Moradora da Gleba Palhano, a empresária do ramo alimentício Simone Estela Lopes de Arruda foi diagnosticada com diabetes tipo 1 há uma década. Aos 47 anos, ela conta que o histórico familiar a fez se prevenir para que a doença não atingisse um nível extremo. “A pandemia não alterou meu dia a dia, já que faço o tratamento há muito tempo, sempre tomando os cuidados em relação à comida e nunca esquecendo dos remédios”.

 

Simone Estela Lopes de Arruda: medidas para que a pandemia não alterasse o dia a dia
Simone Estela Lopes de Arruda: medidas para que a pandemia não alterasse o dia a dia | Arquivo Pessoal

 

Ela relata à FOLHA que contraiu a Covid e com isso seu nível de diabetes aumentou. “Mantive a medicação, e depois do período de quarentena, o nível se estabilizou.
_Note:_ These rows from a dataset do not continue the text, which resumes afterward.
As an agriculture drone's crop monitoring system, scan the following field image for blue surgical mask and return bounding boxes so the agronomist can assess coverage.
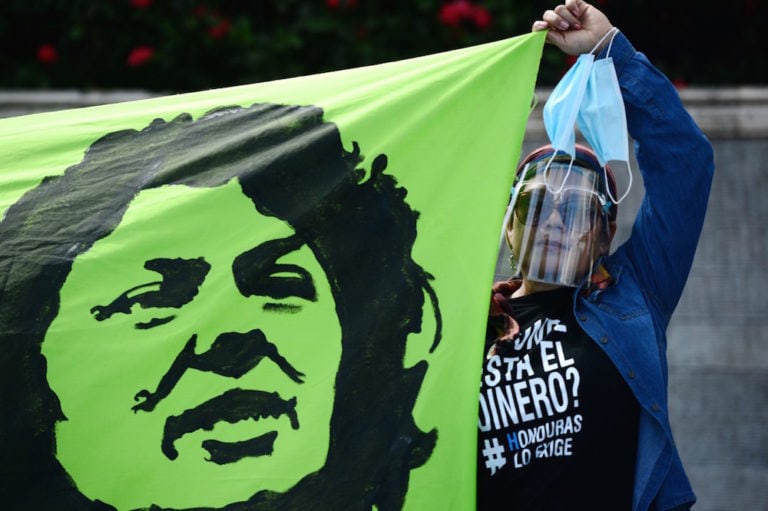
[577,57,629,165]
[543,28,632,204]
[542,53,595,156]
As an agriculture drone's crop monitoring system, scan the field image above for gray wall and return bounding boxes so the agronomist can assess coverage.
[0,87,768,511]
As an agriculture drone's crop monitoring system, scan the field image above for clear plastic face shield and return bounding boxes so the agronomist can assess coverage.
[504,159,611,287]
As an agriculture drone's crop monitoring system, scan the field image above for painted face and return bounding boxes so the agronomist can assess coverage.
[507,165,605,286]
[43,181,341,509]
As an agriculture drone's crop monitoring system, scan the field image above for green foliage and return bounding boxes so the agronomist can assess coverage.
[0,0,765,92]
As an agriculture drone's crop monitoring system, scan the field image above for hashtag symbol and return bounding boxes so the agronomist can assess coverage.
[483,438,507,475]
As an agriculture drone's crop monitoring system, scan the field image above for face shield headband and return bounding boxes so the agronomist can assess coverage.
[504,158,612,287]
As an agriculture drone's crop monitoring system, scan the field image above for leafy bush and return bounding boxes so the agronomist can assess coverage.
[0,0,768,92]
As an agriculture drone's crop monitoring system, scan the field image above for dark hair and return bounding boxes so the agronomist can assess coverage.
[515,144,619,222]
[0,104,441,511]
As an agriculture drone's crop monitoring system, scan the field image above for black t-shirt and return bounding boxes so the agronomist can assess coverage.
[477,288,639,511]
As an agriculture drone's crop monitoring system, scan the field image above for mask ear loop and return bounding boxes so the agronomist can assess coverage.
[591,27,633,206]
[589,27,619,57]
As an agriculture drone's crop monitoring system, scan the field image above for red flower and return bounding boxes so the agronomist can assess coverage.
[208,18,230,39]
[438,0,474,27]
[438,0,491,30]
[125,46,155,67]
[37,44,58,64]
[472,5,491,30]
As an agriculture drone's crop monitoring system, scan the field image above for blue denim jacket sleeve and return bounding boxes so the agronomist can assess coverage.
[575,34,714,510]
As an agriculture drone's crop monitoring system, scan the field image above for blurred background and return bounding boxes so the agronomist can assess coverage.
[0,0,768,511]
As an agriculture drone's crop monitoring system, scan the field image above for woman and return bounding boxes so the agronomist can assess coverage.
[478,0,714,510]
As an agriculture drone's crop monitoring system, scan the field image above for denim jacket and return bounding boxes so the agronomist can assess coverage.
[574,34,714,510]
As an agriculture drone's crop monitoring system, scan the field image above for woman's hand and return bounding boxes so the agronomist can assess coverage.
[532,0,613,55]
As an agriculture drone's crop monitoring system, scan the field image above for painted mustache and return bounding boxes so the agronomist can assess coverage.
[131,330,304,412]
[161,388,299,465]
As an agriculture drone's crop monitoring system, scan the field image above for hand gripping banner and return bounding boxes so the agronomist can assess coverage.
[0,33,544,511]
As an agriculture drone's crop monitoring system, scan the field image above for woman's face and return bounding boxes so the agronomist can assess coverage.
[42,181,341,509]
[506,165,606,286]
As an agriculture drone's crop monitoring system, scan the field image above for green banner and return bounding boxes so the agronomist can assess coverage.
[0,32,544,511]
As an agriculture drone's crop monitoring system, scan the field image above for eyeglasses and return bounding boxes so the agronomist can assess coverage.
[514,185,605,230]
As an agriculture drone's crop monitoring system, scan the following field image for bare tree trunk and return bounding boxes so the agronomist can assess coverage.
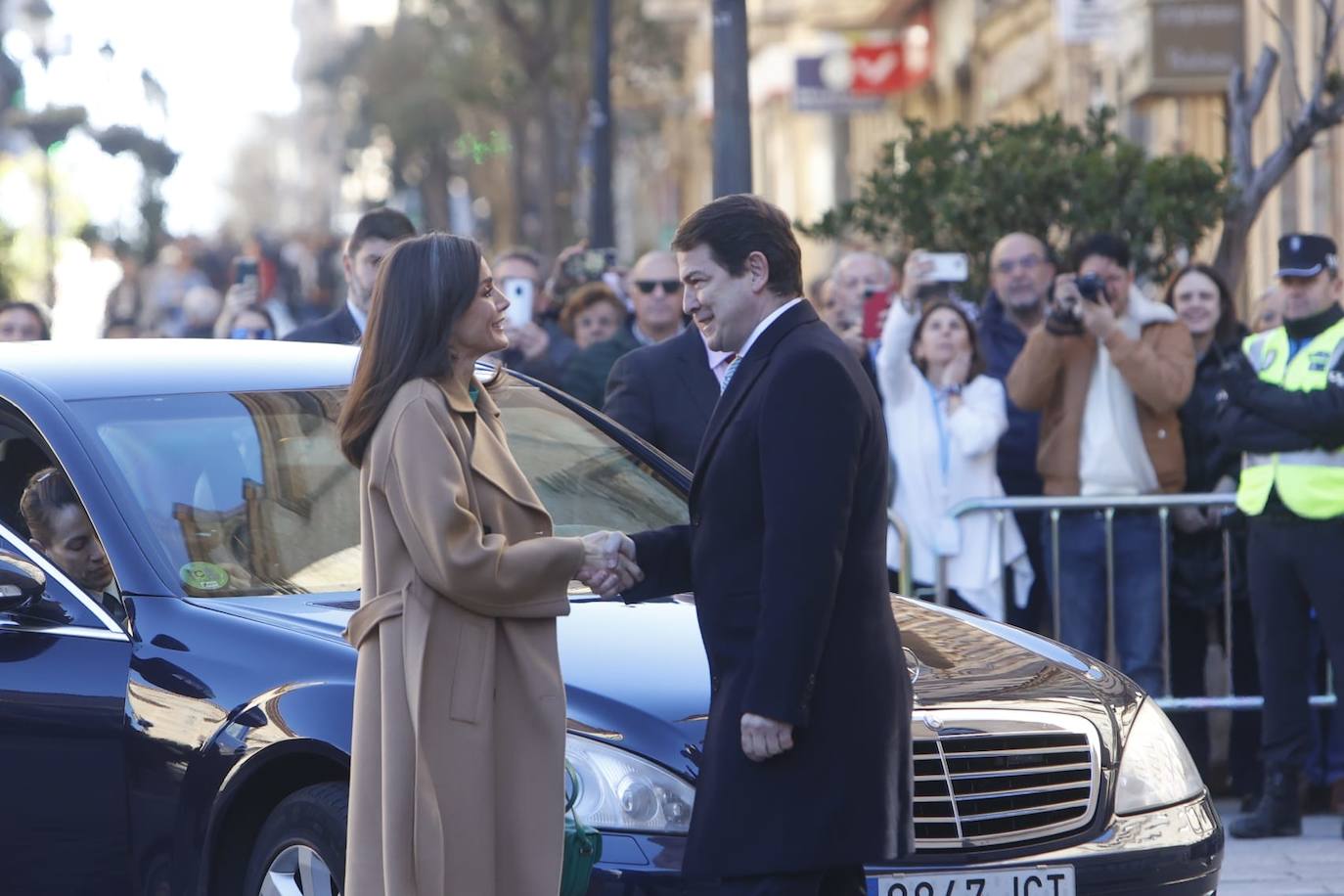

Tomei a primeira dose no último dia 26 de maio e mesmo assim não me sinto totalmente segura em flexibilizar nenhuma medida de combate ao coronavírus”.

CONTRAINDICAÇÕES

Segundo a médica Claudia Montemor, as contraindicações à vacina contra Covid-19 de pessoas com diabetes são as mesmas da população em geral: alergia grave aos componentes da vacina, febre ou doença crônica intensificada. “Infecção atual por Covid ou outra situação deve ser adiada a vacina”, indicou.

Ela completou informando que em crianças ainda não há estudos suficientes para indicação da vacina e gestantes devem ser avaliadas com seu obstetra. Ainda no caso das gestantes,  observou  a endocrinologista, durante a gravidez pode ocorrer um enfraquecimento no sistema imunológico, devido a alterações hormonais, sendo necessário ter atenção redobrada para evitar problemas como resfriados, gripes e infecções urinárias. “É fundamental um controle muito melhor também das glicemias, que deverão ser medidas com maior frequência também para o bem-estar da mãe e do bebê”.